[Entretien] C215 : “Je voulais redonner un visage aux laissés-pour-compte”

Publié le 12/10/2017 à 16H00
Depuis plus de dix ans, Christian Guémy, alias C215, appose ses couleurs au pochoir sur les façades délavées des villes. Des murs auxquels il s’attaque d’autant plus lorsqu’ils se dressent pour entraver la liberté des individus. Rencontre.

Vous vous définissez comme un militant plus qu’un artiste…

Effectivement, je ne me suis jamais dit artiste. Je me qualifie plus volontiers de pochoiriste. Historiquement, le pochoir [plaque rigide évidée selon une forme graphique pouvant être reproduite à l’infini] sert à délivrer un message. C’est même sa caractéristique première : un outil de propagande. Les premiers portraits réalisés au pochoir sont ceux de Mussolini, dans les années 30.

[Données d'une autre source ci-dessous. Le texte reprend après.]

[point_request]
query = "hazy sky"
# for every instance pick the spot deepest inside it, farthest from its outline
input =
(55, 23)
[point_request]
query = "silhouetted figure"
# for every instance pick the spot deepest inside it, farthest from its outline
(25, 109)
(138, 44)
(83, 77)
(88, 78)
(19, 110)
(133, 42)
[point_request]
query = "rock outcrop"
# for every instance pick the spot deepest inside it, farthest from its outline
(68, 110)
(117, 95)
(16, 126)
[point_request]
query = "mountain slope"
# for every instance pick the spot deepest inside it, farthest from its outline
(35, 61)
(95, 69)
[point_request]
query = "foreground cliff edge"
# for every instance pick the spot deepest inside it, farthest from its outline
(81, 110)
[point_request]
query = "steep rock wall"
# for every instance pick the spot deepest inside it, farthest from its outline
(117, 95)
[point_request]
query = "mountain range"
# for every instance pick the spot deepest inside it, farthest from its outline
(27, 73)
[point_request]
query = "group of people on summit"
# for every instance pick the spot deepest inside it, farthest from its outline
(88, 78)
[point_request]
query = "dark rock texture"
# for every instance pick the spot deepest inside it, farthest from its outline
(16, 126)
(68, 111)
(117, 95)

Le caractère précis, furtif et répétitif de cette technique permet de dupliquer rapidement un slogan. Elle a beaucoup été utilisée pendant Mai 68 et, plus tard, dans les années 80, quand le tag était un marqueur de la génération punk-rock. On dénombrait alors pas moins de 360 pochoiristes à Paris !

Lorsqu’en mai dernier, l’association Reporters sans frontières est venue me trouver pour que je les aide à manifester en soutien au photographe Mathias Depardon, alors détenu en Turquie, je leur ai proposé de réaliser les portraits de dix journalistes emprisonnés par le président turc, pour signifier notre indignation. Ensemble, nous avons réalisé plusieurs centaines de pochoirs sur les trottoirs de Paris, puis sur l’esplanade de la Cour de justice de l’Union européenne, à Bruxelles, pour mobiliser l’opinion. Je peins car j’aime la liberté.

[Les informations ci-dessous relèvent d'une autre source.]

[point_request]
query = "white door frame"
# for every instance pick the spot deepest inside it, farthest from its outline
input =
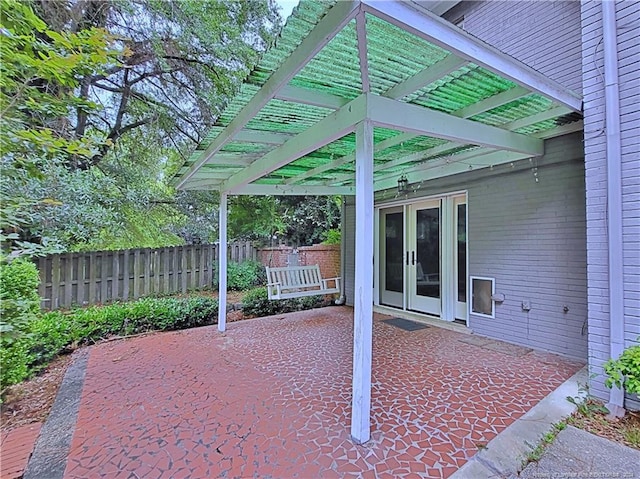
(450, 308)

Vous avez d’ailleurs peint dans la rue Nicolas-Appert à la suite de l’attentat de janvier 2015 contre Charlie Hebdo. Était-ce une commande ou une action spontanée ?

C’était une démarche personnelle, par devoir de mémoire. La demande du commissariat du 11e  arrondissement de Paris n’est venue qu’après, pour que je fasse le portrait d’Ahmed Merabet, le policier abattu le 7 janvier 2015 par les frères Kouachi boulevard Richard-Lenoir, à l’endroit où il a été tué. J’honore volontiers ce qui est en accord avec mes valeurs citoyennes. Ahmed était un enfant de l’immigration, de l’intégration, de la police nationale. Il était un symbole fort du vivre-ensemble. Je dessine d’abord pour donner un sens nouveau aux choses. Je n’ai jamais songé à être un artiste, mais j’ai toujours été engagé. Encore aujourd’hui, bien que je puisse vivre de mon activité, je me considère surtout comme un militant et un défenseur des droits. De tous les droits.

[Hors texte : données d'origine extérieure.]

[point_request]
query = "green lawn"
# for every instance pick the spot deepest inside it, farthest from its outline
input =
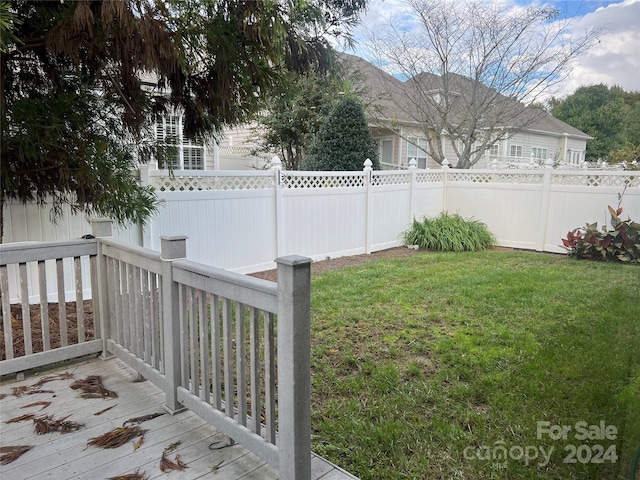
(422, 366)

Vous intervenez bénévolement dans les prisons. Comment ça se passe ?

Cela commence par un échange avec les détenus pour leur expliquer qui je suis et ce que je vais faire. Je leur raconte mon parcours, mon enfance compliquée, que je viens d’un milieu populaire, que ma mère s’est suicidée à 18 ans quand j’en avais 5. Je leur raconte mon adolescence, mes errements, mes difficultés à m’insérer dans la société. Ensuite, je leur demande de réfléchir aux personnages qu’ils voudraient voir sur les murs mis à disposition par l’administration pénitentiaire. Ce sont eux qui décident de ce qu’ils souhaitent voir… Généralement, ils choisissent des grandes figures exemplaires comme Gandhi ou des sportifs de renom. Mais je ne peins pas seulement pour les détenus, je le fais pour tous ceux qui vivent dans cet univers, dont les gardiens de prison, que j’admire énormément car ils travaillent dans des conditions particulièrement difficiles.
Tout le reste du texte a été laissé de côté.